Though the bill, which passed in the Senate last week, mainly focused on emergency war spending and a timetable for withdrawal in Iraq, it also included a number of unrelated initiatives concerning health care, the minimum wage and small business. Bush exercised his veto power for only the second time during his presidency, citing these extraneous expenses, in addition of course to the July 1 to October 1 withdrawal deadline.
“The bill is loaded with billions of dollars in non-emergency spending that has nothing to do with fighting the war on terror,” Bush said during a Tuesday night televised speech. “Congress should debate these spending measures on their own merits and not as a part of an emergency funding bill for our troops.”
Congresswoman Lois Capps’ Press Secretary Emily Kryder said part of the bill was an attempt to counter the effects that the Deficit Reduction Act of 2005 had on campus healthcare centers’ birth control prices.
Part of the recent efforts to revamp Medicaid and provide “healthcare for all,” the act limited the number of facilities that qualify for discounted prices from numerous drug companies on products such as birth control.

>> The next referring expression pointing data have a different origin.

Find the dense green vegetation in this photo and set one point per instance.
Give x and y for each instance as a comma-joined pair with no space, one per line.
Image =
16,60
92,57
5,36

Because the act focused on low-income families, these subsidies on healthcare were not extended to campuses and their tuition-paying college students, and thus contraceptives at UCSB Student Health now range in price from $21.42 to $65.72 for one month – significantly more expensive than in years past.
“Congress attempted to fix the unintended consequences of [birth control] prices rising,” Kryder said. “Unfortunately, the president vetoed the decision [Tuesday] night.”
With the future of the bill uncertain in light of the failed attempt to override the veto with a two-thirds majority yesterday afternoon, UCSB Student Health Pharmacist Diane Bell said she hopes the government will revisit the issue.
“For some, it is going to be a significant financial strain … I hope that the current administration and Congress will give this issue more serious consideration in the coming months and try to correct this situation,” Bell said.
Legislators met with Bush Wednesday to discuss a possible resolution to the impasse. Bush said in his speech Tuesday that he asked for the emergency-spending bill 12 weeks ago to help fund the troops that remain in Iraq.